Everything is simple enough! If the LLC is sued, creditors can only seize the assets of the business unit itself. They have no right to seize the assets of the founders to pay off business debts. However, there are exceptional cases that relate to the fraudulent attempts by the owner/owners or improper maintenance of the LLC.
In these cases, you’ll have no chance to use asset protection. Owners of general partnerships lack such protection initially. Thus, in the event of business debts, creditors can deprive you of your personal property (house, car, land, bank accounts, etc.).
General Partnership or LLC: which one to choose?
So, this is the most important question! Which business unit is right for your business project? As you may have guessed, it is impossible to give a definite answer. Each company is unique. However, we have tried to put together a few conclusions and hope they will help you make the right choice!
Do you want to organize an informal venture that will have no liability problems? – Then, the general partnership is the perfect option for you!
For example, if your business expects a group of teenagers to walk dogs for a fee within their area, you might be better off following the general partnership business model. While working, you can adjust some of the nuances to suit your business plan.
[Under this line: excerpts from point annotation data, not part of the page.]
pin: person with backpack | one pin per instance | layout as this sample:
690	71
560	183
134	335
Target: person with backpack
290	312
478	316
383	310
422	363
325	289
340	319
If you have ambitious plans and are ready to invest financially and expect high returns, you better choose an LLC. The protection of personal assets that LLCs guarantee you – is a kind of financial safety cushion. In addition, the status of an LLC makes your business activities even more significant for potential customers. They will be confident in advance about the reliability and professionalism of your company.
Final Thoughts
Of course, the similarities between a general partnership and LLC are obvious. However, it is much more significant to take into account their differences!
If you decide to start a business spontaneously and are unsure of its success and your skills, then a general partnership is your option. For all other cases, it is better to prefer LLCs.
If your child has decided to sell grandma knitted socks and wants to do so with a friend, then, of course, the general partnership model is preferable.
However, if you want a serious relationship with potential customers, then choose LLCs. So you can protect your assets and get a unique DBA that will make your business recognizable!
In conclusion, let’s emphasize that general partnership and LLC have both advantages and disadvantages! However, if you have found the time and energy to read our manual, then you are seriously puzzled by some business projects, which means that you would better prefer an LLC.